Eugene is a well-intentioned town of biking lifestyle lovers… with a little bit further to go on implementation. The many bike paths are well maintained and superbly marked. Unfortunately, they end abruptly with no warning. Having a bike path down a busy highway that suddenly ends actually creates more of a hazard than no lane at all because it creates the false impression that bikes are no longer allowed. Fortunately, as we cycled out of town, the shared use road bike lanes gave way to a long cycle and jogging only path that wends its way through a wetland wildlife preserve.

 

A beautiful bike trail leading into Eugene, OR.

A beautiful bike trail leading into Eugene, OR.

The Williamette River leading into Eugene, OR.

The Williamette River leading into Eugene, OR.

The bike path wends its way through a wetland persevere as we leave the town of Eugene.

The bike path wends its way through a wetland persevere as we leave the town of Eugene.

Tuan riding out of Eugene on the way to the coast.

Tuan riding out of Eugene on the way to the coast.

 

It took us a long time to “get out of the farmyard” as Terry says. We hadn’t passed the city limits until almost noon. But, with yesterdays mileage eating final push, we have only 80-ish miles to the coast and two days to get there. The plan was to log 60 of that on this, the penultimate day, leaving 20 and change for a final victory lap. After breakfast. I am riding with two Brits, after all, and as exciting as this is, let’s not forget civilization.

The ride itself was the subdued beauty of the Oregon coast. Beautiful conifers towered above us as we cycled through terrain that was alternately rivers, lakes, and pastures. The road itself was quite narrow, which made for some tense traffic situations, but we take it all in stride as we approach the end.

More beautiful riding through the lush lands West of the Cascades.

More beautiful riding through the lush lands West of the Cascades.

I tried to resist seeing the “last blue mailbox” and “last hill over 150 ft” and other such trivial final millstones. But ultimately the signs around me were literal rather than metaphorical.

Right lane ends… *sniff* *sniff* It really does *sniff* *sniff*

Right lane ends… *sniff* *sniff* It really does *sniff* *sniff*

Ok.
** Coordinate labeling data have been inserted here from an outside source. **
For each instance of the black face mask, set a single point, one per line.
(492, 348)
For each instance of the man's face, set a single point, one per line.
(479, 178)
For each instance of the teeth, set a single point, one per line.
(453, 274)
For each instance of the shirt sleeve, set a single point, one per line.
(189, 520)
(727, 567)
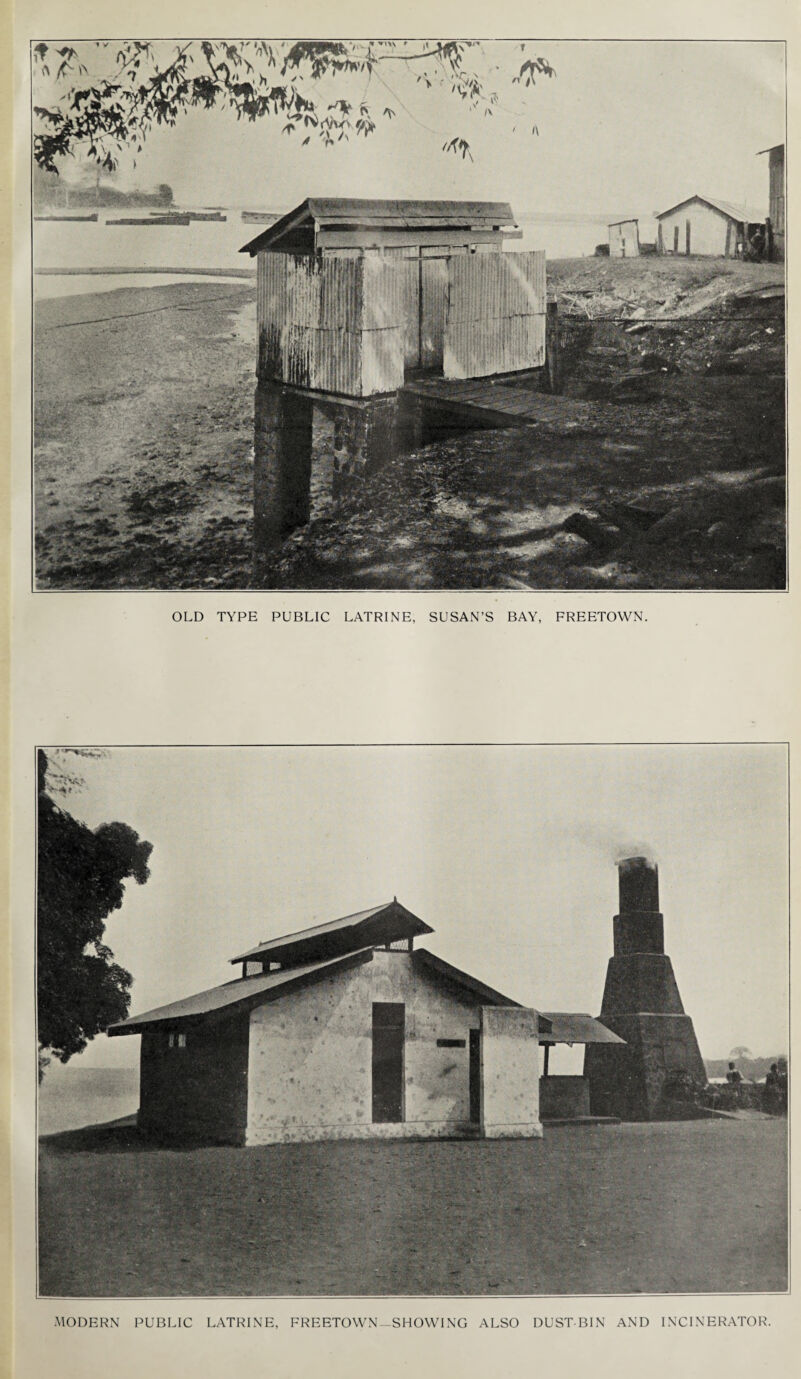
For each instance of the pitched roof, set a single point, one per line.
(352, 213)
(568, 1028)
(244, 992)
(735, 213)
(388, 923)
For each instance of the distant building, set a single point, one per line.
(346, 1032)
(625, 239)
(776, 199)
(706, 226)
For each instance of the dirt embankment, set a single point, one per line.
(673, 479)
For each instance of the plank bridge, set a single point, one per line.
(488, 401)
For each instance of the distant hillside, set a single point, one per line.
(753, 1069)
(54, 193)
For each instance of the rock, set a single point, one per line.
(593, 530)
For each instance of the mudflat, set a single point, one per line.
(144, 401)
(681, 1207)
(669, 473)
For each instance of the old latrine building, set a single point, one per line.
(625, 239)
(348, 1030)
(357, 295)
(776, 200)
(706, 226)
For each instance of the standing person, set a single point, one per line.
(771, 1098)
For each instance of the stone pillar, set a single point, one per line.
(509, 1073)
(281, 464)
(364, 437)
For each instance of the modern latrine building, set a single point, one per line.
(350, 1030)
(355, 297)
(706, 226)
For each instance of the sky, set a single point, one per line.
(506, 851)
(623, 127)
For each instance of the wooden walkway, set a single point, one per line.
(490, 403)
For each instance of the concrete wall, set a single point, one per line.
(310, 1058)
(709, 230)
(332, 324)
(509, 1073)
(197, 1091)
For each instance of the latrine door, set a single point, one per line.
(388, 1061)
(433, 279)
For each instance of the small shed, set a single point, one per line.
(707, 226)
(343, 1030)
(353, 295)
(625, 239)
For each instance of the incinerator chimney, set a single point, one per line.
(643, 1005)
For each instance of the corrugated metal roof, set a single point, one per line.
(246, 990)
(400, 924)
(382, 214)
(487, 994)
(568, 1028)
(735, 213)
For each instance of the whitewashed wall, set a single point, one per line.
(707, 230)
(310, 1058)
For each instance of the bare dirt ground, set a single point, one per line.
(691, 1207)
(673, 477)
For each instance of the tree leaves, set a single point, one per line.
(80, 877)
(152, 83)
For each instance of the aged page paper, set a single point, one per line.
(403, 734)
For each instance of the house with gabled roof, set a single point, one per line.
(348, 1030)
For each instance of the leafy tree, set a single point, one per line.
(108, 97)
(80, 989)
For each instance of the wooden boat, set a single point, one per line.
(150, 219)
(93, 217)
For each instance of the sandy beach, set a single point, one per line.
(673, 477)
(144, 437)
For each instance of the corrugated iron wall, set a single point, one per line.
(335, 324)
(495, 321)
(350, 324)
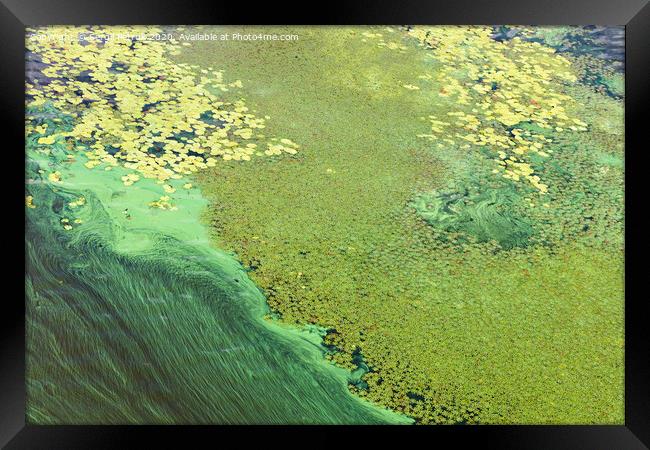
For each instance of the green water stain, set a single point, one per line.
(134, 318)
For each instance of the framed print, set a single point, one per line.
(408, 216)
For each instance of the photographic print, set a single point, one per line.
(324, 224)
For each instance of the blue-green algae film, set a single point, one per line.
(324, 225)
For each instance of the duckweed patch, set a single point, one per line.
(441, 236)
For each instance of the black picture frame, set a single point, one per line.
(15, 15)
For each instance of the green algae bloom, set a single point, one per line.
(361, 225)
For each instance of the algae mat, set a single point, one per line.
(335, 225)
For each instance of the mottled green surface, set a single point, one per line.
(454, 295)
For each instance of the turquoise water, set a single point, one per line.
(159, 326)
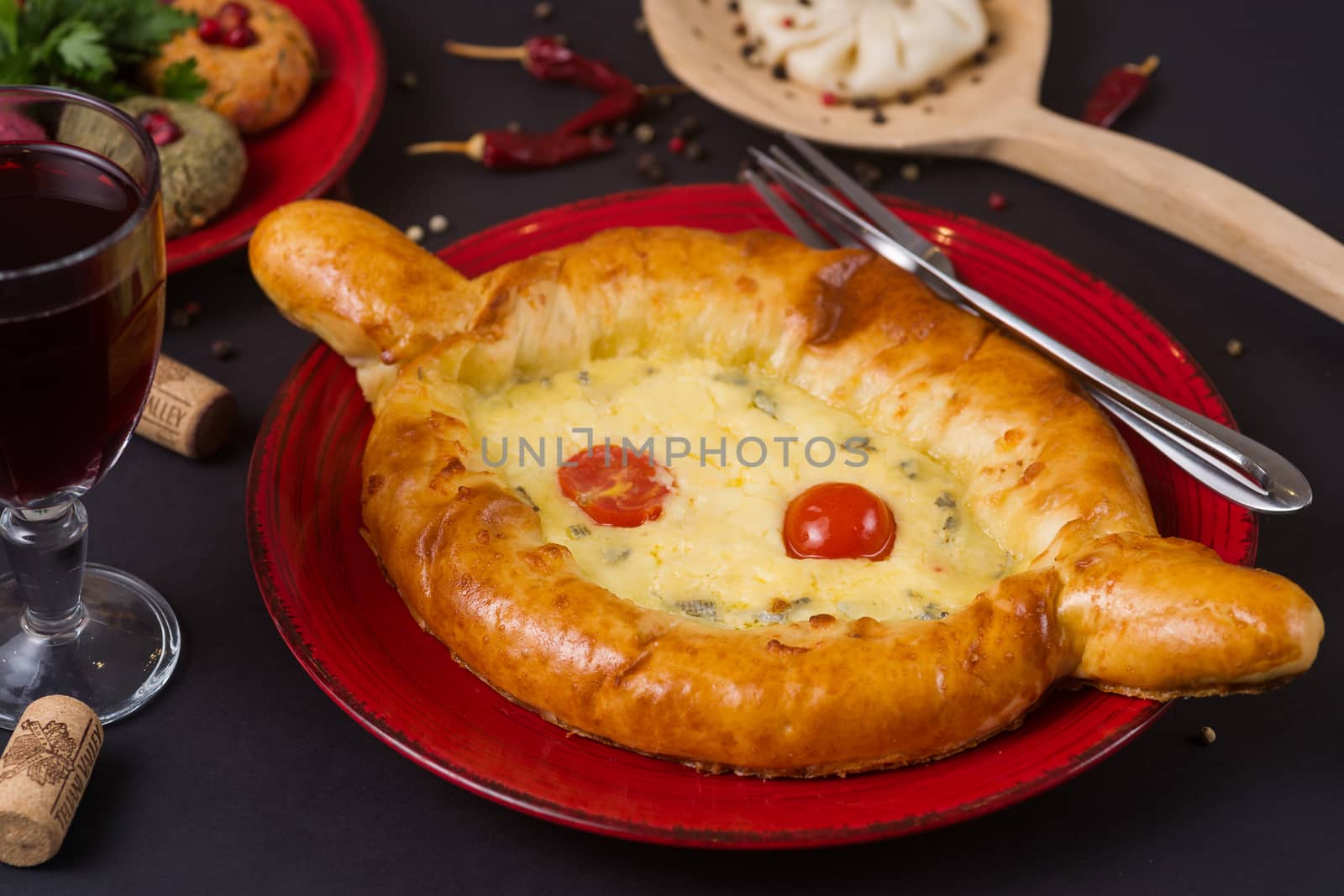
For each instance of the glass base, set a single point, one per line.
(116, 658)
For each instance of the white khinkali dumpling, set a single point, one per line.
(866, 47)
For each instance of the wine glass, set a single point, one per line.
(81, 320)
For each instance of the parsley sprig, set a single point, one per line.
(93, 45)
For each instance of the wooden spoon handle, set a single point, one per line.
(1183, 197)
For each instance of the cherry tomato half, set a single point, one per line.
(839, 520)
(616, 486)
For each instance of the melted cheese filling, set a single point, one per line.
(717, 553)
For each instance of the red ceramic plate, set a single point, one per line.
(304, 156)
(355, 638)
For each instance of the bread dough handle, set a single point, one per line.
(1167, 618)
(360, 284)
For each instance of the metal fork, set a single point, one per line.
(1222, 458)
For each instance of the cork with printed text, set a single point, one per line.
(186, 411)
(44, 773)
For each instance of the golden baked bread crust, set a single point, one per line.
(1105, 600)
(255, 87)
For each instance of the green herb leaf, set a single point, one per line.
(8, 29)
(87, 45)
(181, 81)
(82, 51)
(147, 24)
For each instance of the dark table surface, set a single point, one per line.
(244, 777)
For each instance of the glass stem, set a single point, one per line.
(46, 550)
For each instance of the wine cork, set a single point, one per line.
(186, 411)
(44, 773)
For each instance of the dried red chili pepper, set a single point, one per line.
(508, 150)
(609, 107)
(1117, 92)
(549, 60)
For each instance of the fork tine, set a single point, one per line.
(823, 208)
(784, 211)
(869, 204)
(788, 161)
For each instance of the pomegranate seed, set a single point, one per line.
(160, 128)
(241, 36)
(210, 31)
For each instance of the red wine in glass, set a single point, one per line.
(76, 372)
(81, 317)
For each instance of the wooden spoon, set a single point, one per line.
(992, 112)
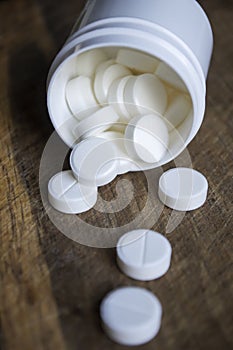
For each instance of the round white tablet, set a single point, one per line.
(147, 138)
(170, 77)
(96, 123)
(131, 315)
(104, 78)
(124, 161)
(145, 94)
(136, 60)
(80, 97)
(183, 189)
(88, 61)
(116, 97)
(178, 109)
(144, 255)
(94, 161)
(66, 195)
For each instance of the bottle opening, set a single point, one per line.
(131, 82)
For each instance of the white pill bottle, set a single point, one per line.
(176, 32)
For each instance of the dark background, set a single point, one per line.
(50, 286)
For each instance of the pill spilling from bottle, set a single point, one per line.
(126, 110)
(131, 96)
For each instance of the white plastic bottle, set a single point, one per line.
(176, 32)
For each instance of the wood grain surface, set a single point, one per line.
(50, 286)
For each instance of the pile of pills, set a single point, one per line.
(125, 108)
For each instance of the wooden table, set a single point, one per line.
(51, 287)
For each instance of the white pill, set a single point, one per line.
(131, 315)
(80, 97)
(68, 196)
(137, 61)
(87, 62)
(177, 111)
(104, 78)
(124, 161)
(144, 255)
(96, 123)
(183, 189)
(94, 161)
(145, 94)
(169, 76)
(116, 97)
(147, 138)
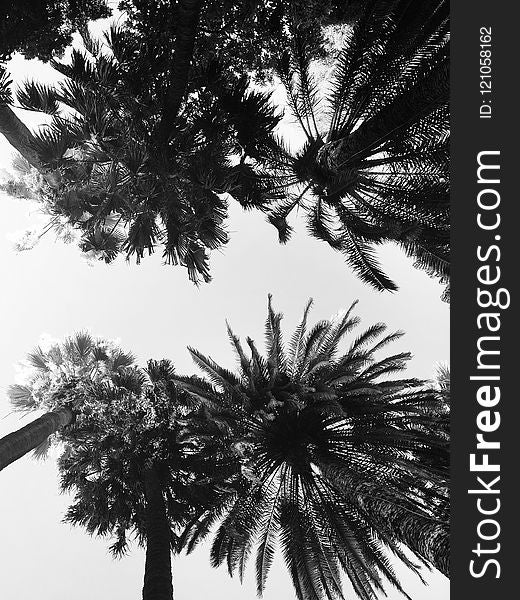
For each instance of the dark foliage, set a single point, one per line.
(375, 166)
(131, 177)
(341, 463)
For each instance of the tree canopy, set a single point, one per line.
(44, 28)
(342, 461)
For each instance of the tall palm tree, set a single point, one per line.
(341, 463)
(137, 159)
(54, 385)
(375, 164)
(144, 460)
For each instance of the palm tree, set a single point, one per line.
(54, 383)
(144, 460)
(340, 463)
(134, 160)
(375, 164)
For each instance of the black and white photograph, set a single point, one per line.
(225, 311)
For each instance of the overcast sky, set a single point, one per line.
(156, 312)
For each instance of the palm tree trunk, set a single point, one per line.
(158, 566)
(188, 12)
(15, 445)
(19, 136)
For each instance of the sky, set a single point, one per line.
(155, 312)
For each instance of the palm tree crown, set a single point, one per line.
(375, 164)
(54, 377)
(339, 464)
(135, 168)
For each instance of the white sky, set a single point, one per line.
(156, 312)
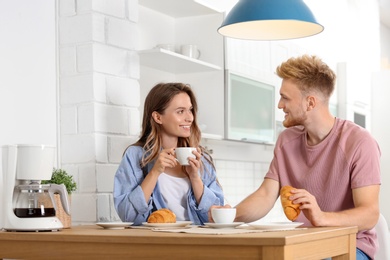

For Reals. It’s all downhill from here.

Ok. For Reals. It’s all downhill from here.

4,100 down, 47 to go.

4,100 down, 47 to go.

At around 7:00 we setup camp behind a church in Swisshome, Oregon. We’re just 13 miles from the coast as the crow flies, but our horses will cover nearly twice that distance over the final leg of our quest for the Pacific. Over dinner, we all put our gadgets away and reminisced about the people we’ve met on the trip. The stories piled up on top of each other as we each remembered a long chain of wonderful humanity stretching all the way back to the Atlantic.

Final campsite with the Brits.

Final campsite with the Brits and Tuan.

As I write this, the final activities of breaking camp are all around me. I should be at the coast by noon. I’m equal parts giddy with anticipation of reaching my goal, excited to be reunited with friends and family back home, and sad to be separating from my new friends, Paul and Terry.

Don’t cry because it’s over, Smile because it happened.

Don’t cry because it’s over, Smile because it happened.